A Federal High Court in Abuja has nullified key portions of the Independent National Electoral Commission's (INEC) revised timetable for the 2027 general election, ruling that the electoral body acted outside its statutory powers when it set its own deadlines for party primaries and candidate nominations.
Justice Mohammed Umar, who delivered the judgment, held that INEC's authority under the Electoral Act 2026 is limited to receiving notices of primaries and monitoring the process, and does not extend to prescribing when those primaries must take place.
"The powers of the defendant to receive notice of party primaries and the personal particulars of candidates, and its duty to attend, observe and monitor such primaries, do not extend to fixing or prescribing the timetable within which political parties may conduct their primary elections," Justice M. G. Umar ruled.
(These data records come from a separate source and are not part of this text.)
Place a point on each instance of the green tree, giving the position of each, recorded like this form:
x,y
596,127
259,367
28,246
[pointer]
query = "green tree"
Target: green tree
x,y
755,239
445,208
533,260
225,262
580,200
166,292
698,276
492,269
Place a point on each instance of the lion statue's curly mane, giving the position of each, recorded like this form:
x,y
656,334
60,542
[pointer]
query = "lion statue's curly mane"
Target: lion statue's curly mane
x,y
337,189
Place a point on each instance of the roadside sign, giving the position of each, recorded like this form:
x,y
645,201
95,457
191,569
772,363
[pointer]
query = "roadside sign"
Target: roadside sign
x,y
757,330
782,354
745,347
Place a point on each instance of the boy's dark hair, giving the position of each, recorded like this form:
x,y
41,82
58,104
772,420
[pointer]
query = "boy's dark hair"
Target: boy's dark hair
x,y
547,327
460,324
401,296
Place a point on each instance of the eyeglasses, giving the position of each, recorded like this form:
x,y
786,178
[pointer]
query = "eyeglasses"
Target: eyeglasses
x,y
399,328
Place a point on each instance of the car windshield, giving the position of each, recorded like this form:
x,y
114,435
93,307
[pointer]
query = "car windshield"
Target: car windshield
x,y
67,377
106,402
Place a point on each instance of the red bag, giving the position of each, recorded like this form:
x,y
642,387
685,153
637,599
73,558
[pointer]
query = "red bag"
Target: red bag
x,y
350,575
Under INEC's revised timetable, all political parties were required to submit their membership registers by May 10, complete their primaries, and file withdrawals and candidate replacements before the end of this month.
The court set aside all of those deadlines.
The judgment, delivered in suit FHC/ABJ/CS/517/2016, arose from a challenge filed in March by the Youth Party, which argued that INEC had effectively overridden timelines already guaranteed by statute.
The court agreed, ruling that Section 29(1) of the Electoral Act gives parties up to 120 days before an election to submit candidates' particulars, a window INEC cannot lawfully compress.
Similarly, the court held that parties retain the right to withdraw and substitute candidates up to 90 days before polling, and that INEC cannot impose an earlier cut-off.
The ruling also restrained INEC from publishing a final list of candidates before the 60-day minimum period required by law and clarified that membership register deadlines do not apply to primaries conducted to replace withdrawn candidates.